IMG_1136When The Music Man showed up in movie theaters years ago, I was young enough that I didn’t fully understand the plot but I remember how the idea of a whole town being duped by a huckster gave me the creeps. That image was very much in my mind when my good friend Tootie and I headed to High Point to view a Donald Trump rally during the presidential campaign. We were in good spirits, expecting to have fun, more curious than anything else that so many people were showing up at Trump rallies, and wondering how anyone could be taken in by a reality tv star posing as a presidential candidate and talking like a snake oil salesman.

As it turned out, we weren’t able to get into the rally, which was held at a gated school, High Point University, an institution that has walled itself off from the community it occupies. Tootie and I drove through the working class neighborhoods that surround HPU, looking for a way in that we never found. The whole experience, the combination of the hate-filled messages on paraphernalia being sold to Trump supporters (“Lock Her Up” “Trump the Bitch”), and the depressing contrast between the country club-like university and the neighborhoods from which it was shut off, all of it left us feeling a little down.

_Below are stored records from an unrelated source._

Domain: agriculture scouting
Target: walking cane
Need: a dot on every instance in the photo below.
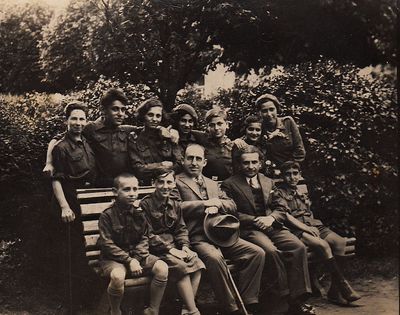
(69, 272)
(236, 293)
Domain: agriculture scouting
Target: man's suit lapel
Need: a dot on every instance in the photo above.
(245, 189)
(266, 186)
(211, 188)
(191, 184)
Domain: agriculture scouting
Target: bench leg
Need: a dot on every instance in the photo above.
(317, 289)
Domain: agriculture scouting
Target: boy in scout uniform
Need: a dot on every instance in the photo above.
(286, 265)
(124, 243)
(200, 196)
(108, 138)
(313, 232)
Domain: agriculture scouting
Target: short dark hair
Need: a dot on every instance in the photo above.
(72, 106)
(248, 149)
(113, 95)
(181, 110)
(117, 179)
(144, 107)
(287, 165)
(250, 120)
(265, 98)
(216, 111)
(196, 145)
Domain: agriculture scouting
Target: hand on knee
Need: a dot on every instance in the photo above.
(117, 278)
(160, 270)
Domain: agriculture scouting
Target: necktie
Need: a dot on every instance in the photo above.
(200, 182)
(254, 183)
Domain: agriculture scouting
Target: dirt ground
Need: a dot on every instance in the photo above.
(377, 282)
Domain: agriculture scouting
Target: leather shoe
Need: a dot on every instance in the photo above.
(301, 309)
(348, 292)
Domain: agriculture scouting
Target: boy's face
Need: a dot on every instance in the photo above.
(76, 121)
(115, 113)
(253, 132)
(186, 124)
(292, 176)
(153, 117)
(164, 185)
(127, 191)
(250, 164)
(194, 161)
(217, 127)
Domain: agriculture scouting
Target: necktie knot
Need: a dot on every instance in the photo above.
(254, 183)
(199, 180)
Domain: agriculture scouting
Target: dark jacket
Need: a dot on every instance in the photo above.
(287, 148)
(110, 145)
(148, 151)
(192, 204)
(124, 234)
(296, 203)
(166, 220)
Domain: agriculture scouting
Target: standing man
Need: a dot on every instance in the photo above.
(286, 256)
(124, 242)
(201, 195)
(109, 137)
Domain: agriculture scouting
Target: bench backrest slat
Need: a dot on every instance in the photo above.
(95, 200)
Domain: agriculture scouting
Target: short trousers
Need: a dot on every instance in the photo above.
(323, 231)
(147, 264)
(178, 268)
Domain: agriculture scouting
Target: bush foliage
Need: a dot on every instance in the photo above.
(347, 117)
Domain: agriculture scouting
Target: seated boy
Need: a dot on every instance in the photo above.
(312, 232)
(125, 247)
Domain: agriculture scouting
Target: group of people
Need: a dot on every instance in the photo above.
(197, 175)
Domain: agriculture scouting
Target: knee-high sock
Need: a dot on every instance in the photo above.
(157, 288)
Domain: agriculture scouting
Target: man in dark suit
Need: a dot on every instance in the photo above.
(286, 257)
(201, 195)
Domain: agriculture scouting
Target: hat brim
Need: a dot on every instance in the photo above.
(232, 240)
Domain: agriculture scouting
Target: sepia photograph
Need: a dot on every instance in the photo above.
(199, 157)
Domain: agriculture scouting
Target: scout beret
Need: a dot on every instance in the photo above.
(186, 108)
(268, 97)
(287, 165)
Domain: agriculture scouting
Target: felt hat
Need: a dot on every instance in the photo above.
(268, 97)
(221, 229)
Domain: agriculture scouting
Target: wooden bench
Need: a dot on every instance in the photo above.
(95, 200)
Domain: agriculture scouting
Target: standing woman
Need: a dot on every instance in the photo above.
(154, 148)
(169, 239)
(184, 120)
(74, 167)
(252, 131)
(281, 135)
(218, 146)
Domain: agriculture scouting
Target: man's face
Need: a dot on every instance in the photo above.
(186, 124)
(250, 164)
(153, 117)
(253, 132)
(115, 113)
(127, 191)
(268, 111)
(194, 161)
(164, 185)
(292, 176)
(76, 121)
(217, 127)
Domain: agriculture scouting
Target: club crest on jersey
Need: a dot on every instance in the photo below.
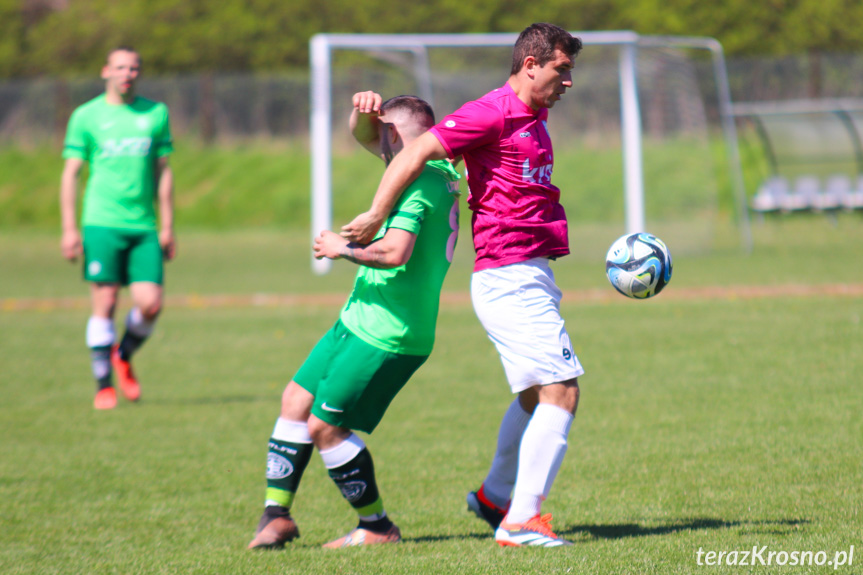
(353, 490)
(278, 467)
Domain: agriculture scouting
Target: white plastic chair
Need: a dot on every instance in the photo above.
(803, 195)
(770, 195)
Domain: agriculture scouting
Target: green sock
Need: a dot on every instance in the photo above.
(286, 462)
(356, 480)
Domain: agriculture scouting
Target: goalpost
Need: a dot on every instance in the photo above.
(628, 44)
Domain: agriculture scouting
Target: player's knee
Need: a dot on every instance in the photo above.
(151, 309)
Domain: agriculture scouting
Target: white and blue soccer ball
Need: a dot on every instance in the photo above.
(638, 265)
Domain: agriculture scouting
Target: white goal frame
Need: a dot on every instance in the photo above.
(322, 46)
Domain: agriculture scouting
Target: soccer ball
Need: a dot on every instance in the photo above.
(638, 265)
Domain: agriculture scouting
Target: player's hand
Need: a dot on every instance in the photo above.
(363, 228)
(329, 245)
(367, 102)
(70, 245)
(168, 243)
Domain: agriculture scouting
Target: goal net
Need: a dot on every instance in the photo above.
(643, 141)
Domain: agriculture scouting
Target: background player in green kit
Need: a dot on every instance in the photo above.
(384, 333)
(126, 140)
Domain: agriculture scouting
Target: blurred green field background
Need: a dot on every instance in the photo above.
(716, 422)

Then, backing up to the impenetrable walls of the school, we found a dead-end street whose residents had apparently taken it upon themselves to brighten their curb with decorations and a quote they attributed to Maya Angelou, the poet who lived for many years in nearby Winston-Salem.  “When you know better, you do better.”

It was a small thing and it was a big thing, finding a glimpse of beauty so unexpectedly in an unlikely spot. After the election just a few weeks after our trip, I find myself going back to that image and holding onto to the hope that, in spite of it all, we will do better.